This folder contains the data and code behind the article: How many times has Trump mentioned his Wharton education? We crunched the numbers.
To read all of Trump's mentions of his education at Penn, follow the links below. Each file also contains when and where he said the term, and includes Factbase's sentiment and emotion analysis.
Phrase | File |
---|---|
Wharton | wharton_mentions.csv |
University of Pennsylvania | university_of_pennsylvania_mentions.csv |
Ivy League | ivy_league_mentions.csv |
good/great/excellent student | good_student_mentions.csv |
We utilized Factbase's archive of Trump's public commentary. We wrote scraper.py to scrape their JSON endpoint for given terms (we used Wharton
, University of Pennsylvania
, Ivy League
, and good/great/excellent student
). The scraper also pulls Factbase's information on sentiment and emotion of the text, though this data was not used in our project.
To generate the data for our timeseries graph, we wrote over_time.py, which generates the range of dates from when Trump announced his candidacy to January 16, 2018, the day the data was gathered. It then maps each date to the number of mentions of the inputted phrase on that day.

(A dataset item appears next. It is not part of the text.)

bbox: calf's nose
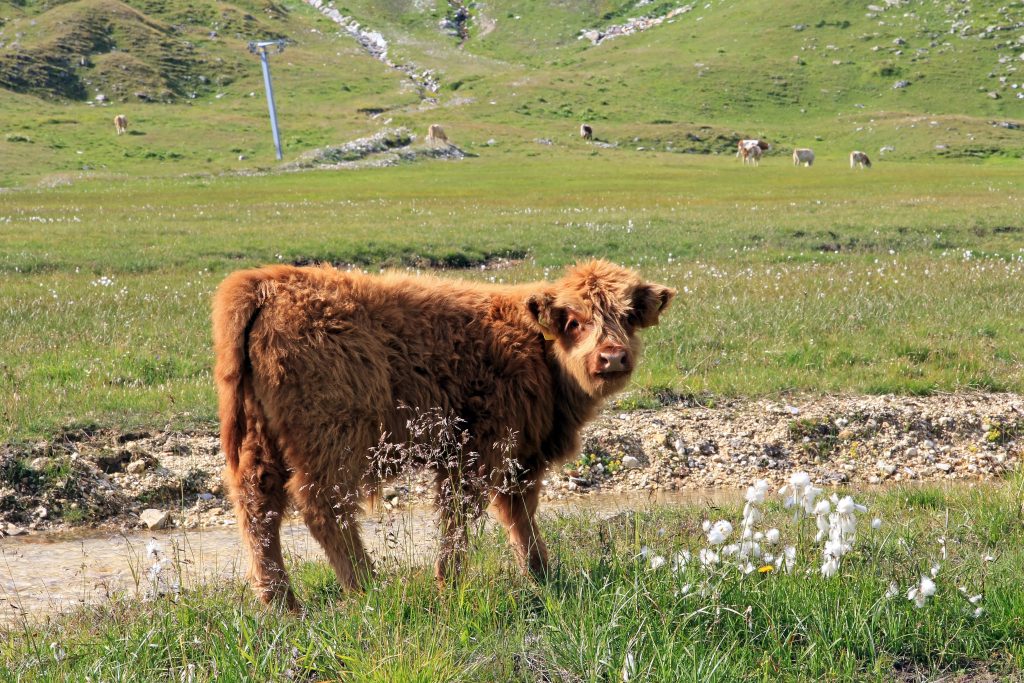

Finally, map.py aggregates all four of our terms and maps them to the state they occurred in. We also pulled the number of rallies held in each state, though we ended up not using this data, as it didn't reflect a full list of Trump's speaking engagements.
The visualizations for this project were made with C3.js and Highcharts. The first two graphs (of total mentions and mentions over time) use C3. The code can be found in charts.js. The map uses Highcharts' map visualization library, Highmaps. Its code can be found in map.js.